Plus de 60 M€ levés depuis 2015

A l’automne 2016, une première version de l’ordinateur voit le jour. Si les articles de presse sur Shadow sont dithyrambiques, les commentaires sont, eux, très négatifs. « Le marché disait clairement qu’il n’en voulait pas, glisse Emmanuel Freund. On a alors changé de stratégie avec comme objectif principal de nous appuyer sur des leaders d’opinion, influenceurs et joueurs professionnels qui testent le produit et le préconisent. »

Dans le même temps, Blade enregistre sa deuxième levée de fonds (10 M€). La première présentation publique aboutit à 500 pré-commandes réservées en à peine 10 heures. Ces premiers adeptes (ou early adopters), qui « achètent du Kickstarter », s’intéressent moins à l’usage qu’au fait de goûter à une technologie futuriste. Malgré ces premiers clients très engagés, Blade est alors au « même niveau que la brosse à dents connectée », précise Emmanuel Freund.

Peu à peu, la rumeur se répand comme une traînée de poudre. En mars 2017, des youtubeurs spécialisés ont commencé à parler de Shadow. Pour cette population composée de joueurs invétérés âgés de 15 à 25 ans, ne disposant pas d’importants moyens financiers, un abonnement mensuel à 30 euros est une opportunité bien plus séduisante que l’achat d’un PC à 1500 euros. « Ces clients exigeants nous ont obligés à nous professionnaliser. Notre premier datacenter de 5000 places était rempli en un mois. »

Fin juin 2017, Blade fait une troisième fois appel aux investisseurs et récolte 51 M€. Les investissements colossaux effectués par la start-up s’expliquent en grande partie par sa volonté de regrouper tous les métiers en interne. « Alors qu’on aurait pu se contenter de gérer l’acquisition de l’image et de confier la partie datacenter à Amazon, la partie réseau à Orange et l’aspect manufacture à HP. Contrairement à ce que nous ont conseillé nos premiers investisseurs, nous avons tout repris en interne. »

Une avance technologique de « 9 mois à un an »

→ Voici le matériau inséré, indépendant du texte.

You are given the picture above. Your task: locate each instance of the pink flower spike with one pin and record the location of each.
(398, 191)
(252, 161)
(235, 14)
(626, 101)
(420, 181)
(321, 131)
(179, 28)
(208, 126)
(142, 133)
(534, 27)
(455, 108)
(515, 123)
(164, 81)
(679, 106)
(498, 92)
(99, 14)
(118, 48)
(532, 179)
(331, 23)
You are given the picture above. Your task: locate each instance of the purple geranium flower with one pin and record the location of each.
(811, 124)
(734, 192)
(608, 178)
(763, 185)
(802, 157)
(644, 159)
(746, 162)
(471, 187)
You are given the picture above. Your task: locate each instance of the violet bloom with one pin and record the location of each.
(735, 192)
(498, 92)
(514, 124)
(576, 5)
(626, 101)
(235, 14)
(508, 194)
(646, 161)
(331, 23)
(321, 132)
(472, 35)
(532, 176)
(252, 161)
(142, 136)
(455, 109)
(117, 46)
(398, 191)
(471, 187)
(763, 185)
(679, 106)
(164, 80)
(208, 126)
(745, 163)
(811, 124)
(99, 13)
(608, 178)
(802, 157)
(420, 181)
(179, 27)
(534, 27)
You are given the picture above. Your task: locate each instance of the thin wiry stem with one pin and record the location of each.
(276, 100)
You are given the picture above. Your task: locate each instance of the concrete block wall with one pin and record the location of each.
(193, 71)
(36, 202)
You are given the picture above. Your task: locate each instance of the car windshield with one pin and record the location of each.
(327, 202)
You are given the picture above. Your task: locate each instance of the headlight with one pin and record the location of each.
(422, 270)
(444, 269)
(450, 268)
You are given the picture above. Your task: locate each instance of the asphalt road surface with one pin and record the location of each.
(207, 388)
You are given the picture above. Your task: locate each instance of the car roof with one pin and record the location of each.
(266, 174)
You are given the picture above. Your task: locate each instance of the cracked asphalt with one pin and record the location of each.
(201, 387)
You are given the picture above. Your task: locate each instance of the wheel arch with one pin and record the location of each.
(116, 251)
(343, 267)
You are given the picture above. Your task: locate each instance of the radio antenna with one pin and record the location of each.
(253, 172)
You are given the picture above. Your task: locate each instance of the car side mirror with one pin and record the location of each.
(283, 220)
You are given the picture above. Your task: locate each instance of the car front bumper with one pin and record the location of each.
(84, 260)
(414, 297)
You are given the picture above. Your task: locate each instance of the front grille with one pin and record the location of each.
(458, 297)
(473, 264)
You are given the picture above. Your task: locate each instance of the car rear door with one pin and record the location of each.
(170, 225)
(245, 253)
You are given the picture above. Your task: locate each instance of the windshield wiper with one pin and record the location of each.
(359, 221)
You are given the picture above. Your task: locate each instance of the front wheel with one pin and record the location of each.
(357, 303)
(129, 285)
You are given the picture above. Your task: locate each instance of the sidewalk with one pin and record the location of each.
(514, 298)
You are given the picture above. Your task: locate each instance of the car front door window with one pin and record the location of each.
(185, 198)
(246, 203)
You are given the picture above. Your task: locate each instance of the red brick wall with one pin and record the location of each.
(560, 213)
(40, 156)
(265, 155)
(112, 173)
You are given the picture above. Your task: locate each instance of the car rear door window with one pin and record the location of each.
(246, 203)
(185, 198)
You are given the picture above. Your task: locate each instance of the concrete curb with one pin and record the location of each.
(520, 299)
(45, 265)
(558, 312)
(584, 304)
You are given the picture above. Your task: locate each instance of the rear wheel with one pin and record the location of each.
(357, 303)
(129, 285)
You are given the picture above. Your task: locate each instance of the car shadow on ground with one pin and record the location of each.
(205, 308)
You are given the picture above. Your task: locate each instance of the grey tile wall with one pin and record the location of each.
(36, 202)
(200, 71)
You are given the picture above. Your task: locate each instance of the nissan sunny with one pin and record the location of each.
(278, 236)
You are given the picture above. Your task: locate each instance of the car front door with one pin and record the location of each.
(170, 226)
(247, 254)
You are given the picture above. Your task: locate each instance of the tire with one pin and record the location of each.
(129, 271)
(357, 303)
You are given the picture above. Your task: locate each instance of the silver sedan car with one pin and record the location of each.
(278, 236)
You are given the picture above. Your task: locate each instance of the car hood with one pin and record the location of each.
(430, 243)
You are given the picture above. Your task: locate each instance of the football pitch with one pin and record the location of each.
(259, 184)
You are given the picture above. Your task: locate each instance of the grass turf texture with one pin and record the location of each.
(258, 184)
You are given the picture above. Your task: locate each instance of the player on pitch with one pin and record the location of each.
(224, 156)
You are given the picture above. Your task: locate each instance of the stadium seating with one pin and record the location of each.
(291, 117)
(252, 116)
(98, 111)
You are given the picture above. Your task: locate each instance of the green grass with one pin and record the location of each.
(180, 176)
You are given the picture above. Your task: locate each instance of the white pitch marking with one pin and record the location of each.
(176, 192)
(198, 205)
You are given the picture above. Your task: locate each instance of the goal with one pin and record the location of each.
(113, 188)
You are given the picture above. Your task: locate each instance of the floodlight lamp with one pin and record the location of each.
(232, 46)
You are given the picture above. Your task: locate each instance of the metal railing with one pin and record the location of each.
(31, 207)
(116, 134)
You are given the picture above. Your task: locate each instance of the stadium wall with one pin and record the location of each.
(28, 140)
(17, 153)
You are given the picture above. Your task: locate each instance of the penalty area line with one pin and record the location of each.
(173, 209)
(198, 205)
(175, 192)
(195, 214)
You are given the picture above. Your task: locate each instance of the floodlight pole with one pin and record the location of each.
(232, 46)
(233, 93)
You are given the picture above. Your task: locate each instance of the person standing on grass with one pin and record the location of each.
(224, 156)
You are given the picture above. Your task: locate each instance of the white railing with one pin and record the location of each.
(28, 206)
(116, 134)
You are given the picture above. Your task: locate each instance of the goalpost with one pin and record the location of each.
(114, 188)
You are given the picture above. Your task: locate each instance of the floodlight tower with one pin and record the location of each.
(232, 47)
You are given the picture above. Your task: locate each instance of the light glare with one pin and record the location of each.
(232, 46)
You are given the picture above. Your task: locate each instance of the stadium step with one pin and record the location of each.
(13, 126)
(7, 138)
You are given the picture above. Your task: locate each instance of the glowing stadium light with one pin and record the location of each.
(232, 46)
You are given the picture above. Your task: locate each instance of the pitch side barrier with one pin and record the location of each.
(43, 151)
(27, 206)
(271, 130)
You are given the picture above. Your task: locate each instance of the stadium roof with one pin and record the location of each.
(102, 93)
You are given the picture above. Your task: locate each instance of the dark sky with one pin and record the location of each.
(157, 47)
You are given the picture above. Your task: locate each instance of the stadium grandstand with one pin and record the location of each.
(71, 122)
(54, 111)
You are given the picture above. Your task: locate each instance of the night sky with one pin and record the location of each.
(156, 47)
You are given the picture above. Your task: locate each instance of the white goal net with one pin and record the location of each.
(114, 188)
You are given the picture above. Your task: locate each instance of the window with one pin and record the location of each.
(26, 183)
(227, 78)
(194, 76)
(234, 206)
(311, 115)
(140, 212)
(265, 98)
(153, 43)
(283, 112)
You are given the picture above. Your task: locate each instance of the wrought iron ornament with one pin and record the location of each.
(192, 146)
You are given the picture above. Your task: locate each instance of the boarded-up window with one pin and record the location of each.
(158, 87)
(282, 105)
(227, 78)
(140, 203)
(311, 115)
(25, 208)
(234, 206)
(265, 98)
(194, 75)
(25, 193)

Avec une technologie opérationnelle, des effectifs en hausse constante (la start-up est passée de 10 à 120 salariés en 18 mois), un marché et des dizaines de millions d’euros dans les caisses, Blade n’a plus qu’à décrocher le dernier étage de la fusée « pour devenir Google » : acquérir un maximum de parts de marché en France et à l’étranger (Etats-Unis, Angleterre, Allemagne…). Outre-Atlantique où Blade possède des bureaux à Palo Alto, en plein coeur de la Silicon Valley, les contacts avec les géants de la tech américaine sont nombreux. « Simplement pour pouvoir mettre un drapeau français et inciter les grands de la tech à travailler avec nous. »

Du projet un peu fou imaginé par Emmanuel Freund et son cousin dans leur appartement a émergé l’une des start-up les plus prometteuses de la French Tech, qui pourrait, à en croire son fondateur, entraîner une révolution des usages. Avec une avance technologique sur l’ensemble de la concurrence estimée entre « 9 mois et un an », et plus de 20 000 clients déboursant chacun 35 euros chaque mois en moyenne, Emmanuel Freund est en passe de réussir son pari de transformer notre univers numérique.

« L’évolution de Blade est liée à la technologie. Il doit devenir le fournisseur qui permettra d’accéder à son smartphone ou à ses objets connectés depuis n’importe où. On ne sera plus liés à nos appareils : notre environnement numérique sera disponible partout. Blade sera une sorte de libérateur de l’informatique, comme Google l’a été à son époque. » En fin d’entretien, lorsqu’on lui a demandé ce qui le faisait avancer, Emmanuel Freund nous a expliqué qu’il essayait de répondre à ces deux questions : « Comment rendre la technologie totalement invisible ? Comment peut-elle nous aider plutôt que nous réduire en esclavage ? » Un vaste chantier dont Blade est la pièce maîtresse.